Akibat kelancangannya, Raden Patah tidak diizinkan untuk menyebarkan agama Islam kepada rakyat Majapahit. Raden Patah tidak memaksa dan tetap menghormati sikap ayahandanya itu karena hal serupa telah pula dilakukan oleh Sunan Ampel gurunya maupun Sunan Maulana Malik Ibrahim yang datang pertama kali ke Jawa lewat Gresik pada tahun 1380. Dalam memberikan keyakinan tentang paham ajaran Islam itu Raden Patah tetap mengrahasiakan jati dirinya, Prabu Brawijaya V, tidak sadar bahwa pemuda yang telah menolongnya itu sesungguhnya putranya sendiri. Baru setelah rahasia itu diutarakan kepadanya dan diyakininya bahwa Raden Patah memang putra-nya sendiri, sang Prabu tidak membatasi ruang gerak syiar yang dijalankan Raden Patah dan merestui langkah-langkah yang akan diambilnya. Sementara itu, kemelut di dalam istana terus berlangsung semakin tajam. Raden Patah kurang berminat merebut kekuasaan sekalipun jika mau akan mudah untuk menguasainya. Ia hanya ingin menyelamatkan jiwa sang ayahanda. Tanpa diketahui saudara-saudaranya dan sang Prabu, diam-diam Raden Patah memihak pasukan ayahandanya. Namanya cepat tenar. Sang Prabu sering menerima laporan atas kehebatan dan sepak terjangnya di lapangan. Akhirnya, Raden Patah dipanggil untuk menghadap ke keraton dan Prabu Brawijaya V memberikan anugerah serta menawarkan sebuah wilayah untuk membangun kekuasaan sendiri. Setelah Majapahit runtuh, Raden Patah memisahkan diri dari kerajaan besar itu. Ia membangun kerajaan kecil sesuai cita-citanya yang bernapaskan Islam.

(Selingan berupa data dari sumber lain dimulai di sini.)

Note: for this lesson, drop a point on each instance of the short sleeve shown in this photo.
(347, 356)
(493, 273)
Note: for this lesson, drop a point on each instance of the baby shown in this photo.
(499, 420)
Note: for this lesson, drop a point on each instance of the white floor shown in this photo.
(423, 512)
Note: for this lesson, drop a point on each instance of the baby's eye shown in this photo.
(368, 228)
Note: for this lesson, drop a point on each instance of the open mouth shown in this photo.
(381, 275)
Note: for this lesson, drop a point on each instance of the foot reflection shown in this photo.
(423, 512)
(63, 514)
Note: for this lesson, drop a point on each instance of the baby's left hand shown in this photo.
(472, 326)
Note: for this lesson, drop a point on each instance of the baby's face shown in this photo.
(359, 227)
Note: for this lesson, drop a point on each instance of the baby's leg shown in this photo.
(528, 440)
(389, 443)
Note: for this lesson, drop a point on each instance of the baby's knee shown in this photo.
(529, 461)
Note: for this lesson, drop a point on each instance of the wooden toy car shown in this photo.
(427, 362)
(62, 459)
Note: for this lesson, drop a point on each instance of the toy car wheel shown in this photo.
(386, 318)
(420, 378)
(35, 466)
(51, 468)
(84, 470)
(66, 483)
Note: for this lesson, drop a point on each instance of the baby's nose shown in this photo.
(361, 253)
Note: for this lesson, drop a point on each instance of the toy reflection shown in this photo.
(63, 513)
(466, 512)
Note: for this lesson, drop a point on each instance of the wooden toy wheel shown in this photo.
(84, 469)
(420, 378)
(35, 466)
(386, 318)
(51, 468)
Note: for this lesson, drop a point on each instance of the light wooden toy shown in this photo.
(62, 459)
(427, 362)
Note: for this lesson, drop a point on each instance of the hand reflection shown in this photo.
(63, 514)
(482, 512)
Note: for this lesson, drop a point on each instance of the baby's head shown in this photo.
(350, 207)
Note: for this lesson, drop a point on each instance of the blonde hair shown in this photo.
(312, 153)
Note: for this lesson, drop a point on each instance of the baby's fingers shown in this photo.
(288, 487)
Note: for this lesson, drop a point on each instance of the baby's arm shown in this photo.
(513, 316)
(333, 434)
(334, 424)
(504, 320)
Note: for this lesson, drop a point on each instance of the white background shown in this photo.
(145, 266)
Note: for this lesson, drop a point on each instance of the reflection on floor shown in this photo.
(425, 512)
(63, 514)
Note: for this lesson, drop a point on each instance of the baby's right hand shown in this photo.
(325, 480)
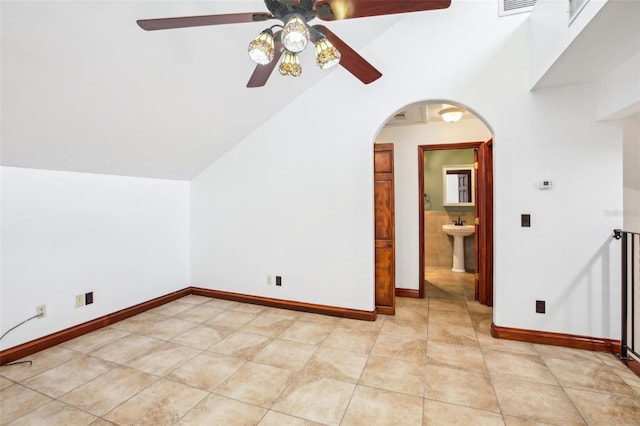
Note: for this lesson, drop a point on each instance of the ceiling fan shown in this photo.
(295, 32)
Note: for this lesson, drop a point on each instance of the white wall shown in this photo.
(406, 140)
(631, 167)
(63, 234)
(552, 34)
(295, 197)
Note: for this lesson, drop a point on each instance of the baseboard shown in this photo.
(37, 345)
(42, 343)
(557, 339)
(286, 304)
(407, 292)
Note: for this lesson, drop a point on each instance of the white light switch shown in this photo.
(545, 184)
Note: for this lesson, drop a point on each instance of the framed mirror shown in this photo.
(458, 185)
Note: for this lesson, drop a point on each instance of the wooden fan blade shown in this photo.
(262, 72)
(350, 59)
(200, 21)
(330, 10)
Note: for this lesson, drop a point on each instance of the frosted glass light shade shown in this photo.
(326, 54)
(451, 115)
(290, 65)
(295, 34)
(261, 48)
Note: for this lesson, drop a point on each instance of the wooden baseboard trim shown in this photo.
(407, 292)
(557, 339)
(42, 343)
(633, 365)
(37, 345)
(286, 304)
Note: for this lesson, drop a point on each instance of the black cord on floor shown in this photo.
(11, 329)
(16, 326)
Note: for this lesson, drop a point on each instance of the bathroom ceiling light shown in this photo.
(451, 115)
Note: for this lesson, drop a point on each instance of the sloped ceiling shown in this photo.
(85, 89)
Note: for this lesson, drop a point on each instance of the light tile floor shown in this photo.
(201, 361)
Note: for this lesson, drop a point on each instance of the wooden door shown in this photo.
(484, 216)
(385, 262)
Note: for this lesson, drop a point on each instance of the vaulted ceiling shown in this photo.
(85, 89)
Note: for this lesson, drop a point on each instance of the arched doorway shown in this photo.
(411, 131)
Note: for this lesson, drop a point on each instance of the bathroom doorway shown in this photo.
(456, 231)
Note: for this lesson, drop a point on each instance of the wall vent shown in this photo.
(511, 7)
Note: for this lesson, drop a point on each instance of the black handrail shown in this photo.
(629, 265)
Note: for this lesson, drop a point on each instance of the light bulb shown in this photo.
(290, 65)
(326, 54)
(295, 34)
(261, 48)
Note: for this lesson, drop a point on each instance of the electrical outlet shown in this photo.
(41, 311)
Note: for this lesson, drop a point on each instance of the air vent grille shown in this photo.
(511, 7)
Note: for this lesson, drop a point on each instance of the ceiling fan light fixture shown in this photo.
(451, 115)
(290, 64)
(326, 54)
(295, 34)
(261, 48)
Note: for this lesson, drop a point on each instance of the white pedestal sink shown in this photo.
(458, 233)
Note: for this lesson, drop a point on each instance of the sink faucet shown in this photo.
(458, 222)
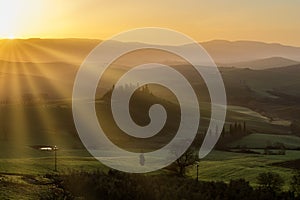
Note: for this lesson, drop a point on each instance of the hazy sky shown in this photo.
(261, 20)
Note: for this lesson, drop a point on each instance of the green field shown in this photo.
(260, 141)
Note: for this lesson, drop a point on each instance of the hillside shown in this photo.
(266, 63)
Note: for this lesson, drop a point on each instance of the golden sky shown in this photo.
(261, 20)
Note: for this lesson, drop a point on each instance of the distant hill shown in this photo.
(267, 63)
(75, 50)
(223, 51)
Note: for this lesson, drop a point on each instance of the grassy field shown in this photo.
(226, 166)
(260, 141)
(22, 167)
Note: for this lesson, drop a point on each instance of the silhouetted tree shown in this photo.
(270, 181)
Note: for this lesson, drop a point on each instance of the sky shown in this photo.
(268, 21)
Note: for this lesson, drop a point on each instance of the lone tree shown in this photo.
(295, 183)
(183, 162)
(270, 181)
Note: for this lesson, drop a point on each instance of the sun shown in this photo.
(11, 37)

Raden Patah dengan bantuan para wali atau alim ulama yang dikenal sebagai Wali Sanga serta sejumlah pengikut setia dari Majapahit yang sudah menganut agama Islam membuka hutan Gelagah Wangi pemberian sang ayahanda sebagai areal kerajaan kecil bernama Bintoro Demak. Daerah itu sekarang dikenal dengan sebutan Demak. Di lokasi hutan itulah Raden Patah mulai merintis pemerintahan sendiri. Sebagai sebuah kerajaan dan raja baru di Jawa yang pertama kali mengumandangkan paham dan syair Islam. Raden Patah dibantu oleh 9 (sembilan) wali dalam menata pemerintahan secara Islam mencakup paham keagamaan yang dipakai sebagai penuntun jalan hidup baru. Sekitar abad ke-14 dan ke-15, setelah Majapahit runtuh, legenda dan sejarah kerajaan-kerajaan di Jawa Tengah dan Jawa Timur mulai beralih ke Demak.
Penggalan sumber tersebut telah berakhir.